Além de deturpar a cronologia da Guerra Fria, a ideia de que Castro foi responsável pelas tensões da Guerra Fria com os Estados Unidos é risível. Castro imediatamente buscou o governo dos EUA após assumir o poder em 1959, e até visitou o país quatro meses depois. Ao chegar, ele foi levado pelo presidente Dwight D. Eisenhower, que decidiu jogar golfe em vez de se encontrar com Castro. No ano seguinte, Eisenhower cancelaria a quota de açúcar de que Cuba dependia para obter receitas de exportação, provocando Cuba a exercer seu direito soberano de nacionalizar propriedades dos EUA. Em contrapartida, o governo dos EUA proibiu a entrega de petróleo à ilha, o que levou Cuba a buscar petróleo da União Soviética.

"... e depois desafiou os Estados Unidos por quase meio século como líder máximo de Cuba..."

É estranho que o compromisso de Castro de não comprometer a soberania de Cuba e seu povo seja visto como suficientemente notável para chamar a atenção para ele de forma tão proeminente. Imagine um obituário russo para Ronald Reagan afirmando que ele desafiou a União Soviética. Tal afirmação pressupõe que o estado natural das coisas seria a subserviência aos ditames de uma potência estrangeira. Os americanos achariam essa noção absurda.

"... acossou 11 presidentes americanos..."

Esta é a forma de afirmar que Castro sobreviveu a mais de 600 tentativas de assassinato autorizadas por vários executivos dos EUA e resistiu à sua guerra econômica criminosa que buscava "causar fome, desespero" e "dificuldades" e até hoje continua negando comida e remédios a crianças.

"... e por pouco não empurrou o mundo à beira da guerra nuclear..."

Um ano e meio antes da Crise dos Mísseis de Cuba, a CIA dirigiu uma invasão mercenária de Cuba que fracassou espetacularmente depois que foi rapidamente repelida. Compreendendo que outra invasão era iminente, Castro procurou mísseis nucleares da União Soviética porque acreditava que seria o único possível dissuasor para outro ataque dos EUA. Enquanto isso, os Estados Unidos tinham mísseis nucleares posicionados em toda a Europa Oriental na União Soviética. Quando Kennedy protestou contra os soviéticos, Kruschev ofereceu retirar os mísseis antes de chegarem a Cuba se os Estados Unidos também retirassem seus mísseis nucleares da Turquia e prometessem não invadir Cuba. Kennedy disse que isso "pareceria um negócio muito justo" para qualquer "homem racional". No entanto, ele ainda não estava satisfeito e, em vez de aceitar, decidiu participar de um jogo de frango que poderia facilmente resultar em um holocausto nuclear. A responsabilização de Fidel Castro pela escalada desta situação é uma distorção grosseira.

"... morreu na sexta-feira. Ele tinha 90 anos."

Eu não tenho problemas com isso.

O resto do obituário está cheio de outras imprecisões e floreios retóricos que, previsivelmente, ecoam décadas de propaganda do governo dos EUA.

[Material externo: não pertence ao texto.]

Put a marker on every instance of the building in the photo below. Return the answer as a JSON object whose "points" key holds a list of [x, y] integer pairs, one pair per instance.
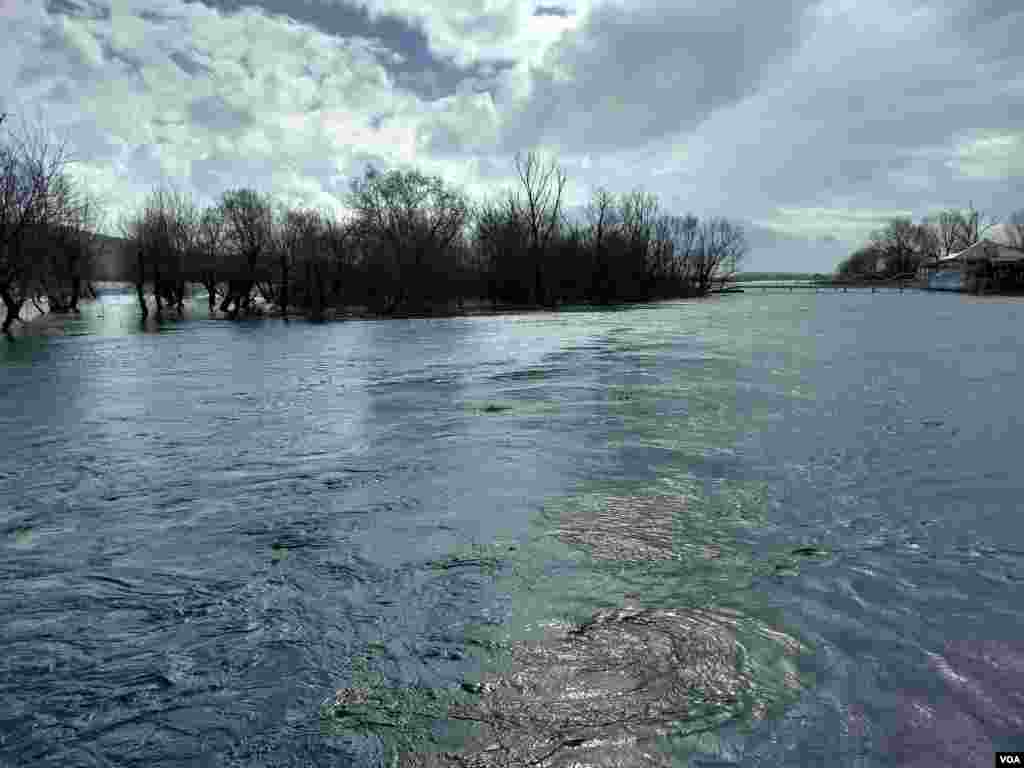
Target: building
{"points": [[985, 266]]}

O New York Times afirma que Castro "cedeu grande parte de seu poder a seu irmão Raúl". Na realidade, Fidel renunciou à sua posição de Presidente da Nação em 2006. Ele não entregou pessoalmente o poder a seu irmão em uma exibição ditatorial de nepotismo. Raúl era o vice-presidente da época, tendo sido eleito no processo estipulado pela Constituição cubana. Da mesma forma, de acordo com a Constituição, como Vice-Presidente assumiu o papel de Presidente com a renúncia do atual Presidente. Não é diferente de como a sucessão funcionaria nos Estados Unidos.

O texto continua a fazer alegações infundadas de auto-engrandecimento de Castro ("ele acreditava ser o messias de sua pátria") e lançar manchas sem evidências sobre seu abuso de poder ("ele exercia o poder como um tirano, controlando todos os aspectos da existência da ilha").

Ninguém na história recente tem sido objeto de uma propaganda tão vitriólica e politicamente tendenciosa emanada do governo dos EUA como Fidel Castro. Não é surpreendente que o auto-declarado "jornal de referência" dos Estados Unidos reproduzisse a mesma retórica maliciosa em vez de tentar avaliar objetivamente a vida daquele que é, sem dúvida, o indivíduo mais importante do século XX com base em fatos documentados colocados em contexto histórico.